Picture: Kamira/shutterstock.com

Rum

Similarly, both Bacardi and the Cuban government claim trademark rights to the famous HAVANA CLUB rum brand. Bacardi owns worldwide rights to HAVANA CLUB by assignment from the Arechabala family, which created the brand in Cuba but had its property expropriated by the Cuban government after the 1959 revolution. After the Arechabala family fled Cuba, the Cuban government began production of its own version of Havana Club rum in Cuba and entered into a joint venture agreement with Pernod Ricard, which registered the mark with the USPTO in 1978. However, because of the embargo and subsequent passage of the so-called Bacardi Bill, the USPTO is instructed not to enforce trademark rights in the United States if the trademark is used in connection with a business or asset seized by the Cuban government, unless the original owner of the mark provides consent.

Pernod Ricard’s Havana Club rum is available in 120 markets around the world, with one-quarter of its sales occurring within Cuba. However, as a result of the embargo and associated trademark law issues, Pernod Ricard was prevented from renewing the HAVANA CLUB mark with the USPTO when it lapsed in 2006. It now plans to market its Havana Club rum under a different name – Havanista – when the embargo ends and the US market opens. Interestingly, in July 2015 a pair of new applications was filed with the USPTO – one for HAVANA CLUB and a second for HAVANISTA, both for rum – by Miami-based individuals with seemingly no connection to either Pernod Ricard or Bacardi. It looks as if the waters will become further muddied before the issue is clarified.

Conclusion

If and when the Cuban embargo is lifted entirely, the entry of Cuban cigars, rum and other products into the United States will clearly face obstacles – most notably, the issue of brand ownership. Similarly, US brand owners – many of which have brands that are instantly recognisable throughout most of the world – may soon be faced with the challenge of not only introducing, but also protecting their valuable brands in a nation that they have not been legally permitted to enter throughout their existence (ie, Apple, Under Armour and other brands that were not created until after the embargo began).

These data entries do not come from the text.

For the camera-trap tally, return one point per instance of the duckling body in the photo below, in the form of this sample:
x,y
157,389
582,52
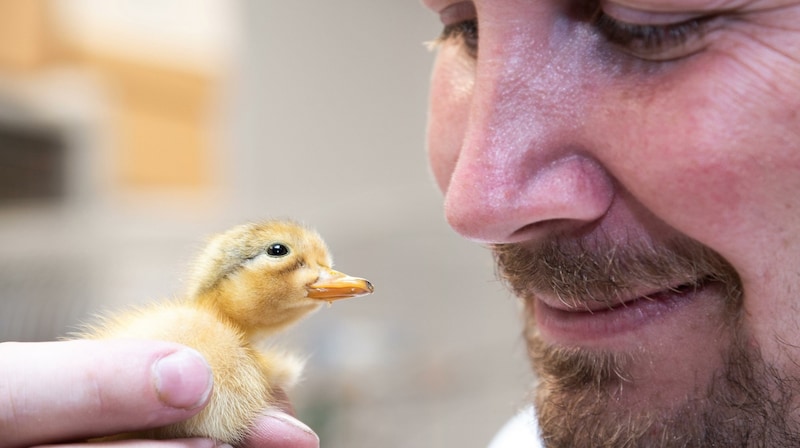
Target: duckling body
x,y
251,281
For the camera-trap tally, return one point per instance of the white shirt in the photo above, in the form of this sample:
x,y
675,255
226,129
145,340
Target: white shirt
x,y
521,431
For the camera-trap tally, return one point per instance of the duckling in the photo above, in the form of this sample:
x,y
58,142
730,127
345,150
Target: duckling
x,y
249,282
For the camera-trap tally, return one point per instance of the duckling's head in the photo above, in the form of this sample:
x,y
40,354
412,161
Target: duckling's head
x,y
264,276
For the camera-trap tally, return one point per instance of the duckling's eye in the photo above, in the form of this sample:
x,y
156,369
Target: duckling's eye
x,y
277,250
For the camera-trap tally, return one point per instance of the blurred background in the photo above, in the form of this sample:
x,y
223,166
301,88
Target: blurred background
x,y
130,130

For the first time in most of their histories, US brand owners now have an incentive to invest time and resources in brand protection in Cuba. The infrastructure of Cuba’s trademark office is generally unknown, but the registration process has typically been protracted. As Cuba is a first to file system and does not require proof of use to register a trademark, it is likely that many well-known brands will fall prey to trademark squatters filing in Cuba and hoping to ransom off their registrations to legitimate brand owners. Given the uncertainty of the trademark office’s operations, the registration and opposition/cancellation processes may force brand owners to choose the lesser of two evils and pay off the squatters in order to secure their registrations more quickly.

As a result of exceptions resulting in the availability of contradictory positions, Cuban cigars and rum have not been available in the United States during the embargo, even while the registration of non-expropriated Cuban trademarks was permitted. Until these legal inconsistencies are resolved, consumers may encounter multiple versions of products with the same brand. And in Cuba, where there is even more uncertainty revolving not only around the mere act of conducting business in a territory that has been untouchable for over 50 years, but also around the trademark laws and the capacity and capability of the country’s trademark office, many questions will need to be resolved before brands can successfully introduce themselves to the Cuban market.